Staged by Reginald Denham, the play opened on Broadway on December 8, 1954, at the 46th Street Theatre in New York City. After five months, the play moved to the Coronet Theatre on 49th Street, and remained there until the final performance on September 27, 1955. The play had run for 334 performances.
The production starred Nancy Kelly, Patty McCormack, Eileen Heckart and Henry Jones.
Interest in the play was strong enough that Life magazine ran an extensive story on the production a week before it opened.

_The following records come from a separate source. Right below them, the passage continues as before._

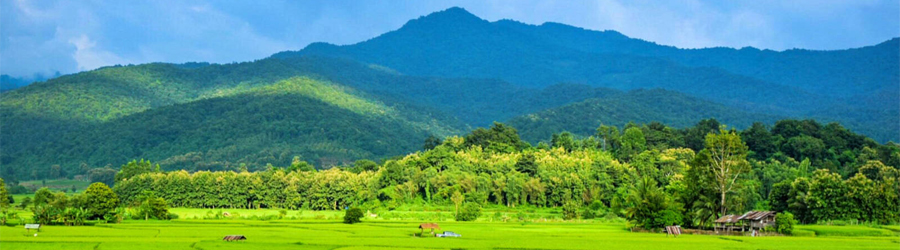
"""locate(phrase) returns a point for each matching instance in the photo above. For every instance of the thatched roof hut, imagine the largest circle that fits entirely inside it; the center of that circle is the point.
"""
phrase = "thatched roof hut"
(759, 219)
(234, 237)
(431, 226)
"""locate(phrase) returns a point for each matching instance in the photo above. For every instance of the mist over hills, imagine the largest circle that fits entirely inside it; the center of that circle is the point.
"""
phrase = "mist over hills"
(438, 75)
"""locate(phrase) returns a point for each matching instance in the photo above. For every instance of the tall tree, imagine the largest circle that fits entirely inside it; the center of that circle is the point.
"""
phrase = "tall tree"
(100, 200)
(633, 143)
(4, 201)
(726, 156)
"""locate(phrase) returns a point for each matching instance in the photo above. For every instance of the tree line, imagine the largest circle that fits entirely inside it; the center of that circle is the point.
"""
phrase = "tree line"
(646, 173)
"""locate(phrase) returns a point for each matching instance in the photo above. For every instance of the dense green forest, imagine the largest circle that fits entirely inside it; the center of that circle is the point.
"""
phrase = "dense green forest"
(668, 107)
(652, 174)
(436, 76)
(859, 83)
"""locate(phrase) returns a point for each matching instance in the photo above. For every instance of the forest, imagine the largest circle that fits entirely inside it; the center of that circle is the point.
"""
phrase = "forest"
(651, 174)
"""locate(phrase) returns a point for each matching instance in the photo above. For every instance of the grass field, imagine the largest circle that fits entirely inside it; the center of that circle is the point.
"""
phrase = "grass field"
(307, 233)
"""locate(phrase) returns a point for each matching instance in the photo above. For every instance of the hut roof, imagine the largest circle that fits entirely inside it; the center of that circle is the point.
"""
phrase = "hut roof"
(234, 237)
(728, 219)
(756, 215)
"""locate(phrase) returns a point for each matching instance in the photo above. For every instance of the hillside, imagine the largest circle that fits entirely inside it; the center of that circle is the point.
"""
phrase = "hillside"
(437, 75)
(794, 83)
(638, 106)
(320, 121)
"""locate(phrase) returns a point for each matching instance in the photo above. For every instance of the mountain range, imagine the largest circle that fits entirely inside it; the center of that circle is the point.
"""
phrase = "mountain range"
(439, 75)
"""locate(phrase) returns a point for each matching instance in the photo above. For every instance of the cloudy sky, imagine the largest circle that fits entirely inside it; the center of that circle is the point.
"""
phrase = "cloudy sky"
(45, 36)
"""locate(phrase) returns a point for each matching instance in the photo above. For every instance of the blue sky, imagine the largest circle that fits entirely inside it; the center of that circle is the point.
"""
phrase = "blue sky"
(69, 36)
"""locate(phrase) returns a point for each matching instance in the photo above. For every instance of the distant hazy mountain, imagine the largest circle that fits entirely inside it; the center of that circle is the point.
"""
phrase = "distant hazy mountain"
(639, 106)
(796, 83)
(439, 75)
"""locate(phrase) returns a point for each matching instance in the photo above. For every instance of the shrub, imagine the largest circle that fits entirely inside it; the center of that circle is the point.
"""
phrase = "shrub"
(784, 223)
(353, 215)
(597, 206)
(588, 214)
(665, 218)
(469, 212)
(570, 211)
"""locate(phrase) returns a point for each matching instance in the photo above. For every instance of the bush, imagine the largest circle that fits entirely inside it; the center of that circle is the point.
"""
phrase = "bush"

The play was shortlisted for the 1955 Pulitzer Prize for Drama, but Joseph Pulitzer Jr. pressured the prize jury into presenting it to Cat on a Hot Tin Roof instead.

Film adaptation

The play was adapted by John Lee Mahin into an Academy Award-nominated 1956 film of the same name, directed by Mervyn Leroy. Kelly, McCormack, Heckart, and Jones all reprised their stage roles in the film. The first three received Academy Award nominations for their performances. The movie's ending was changed from that of the play for purposes of the Hollywood Production Code.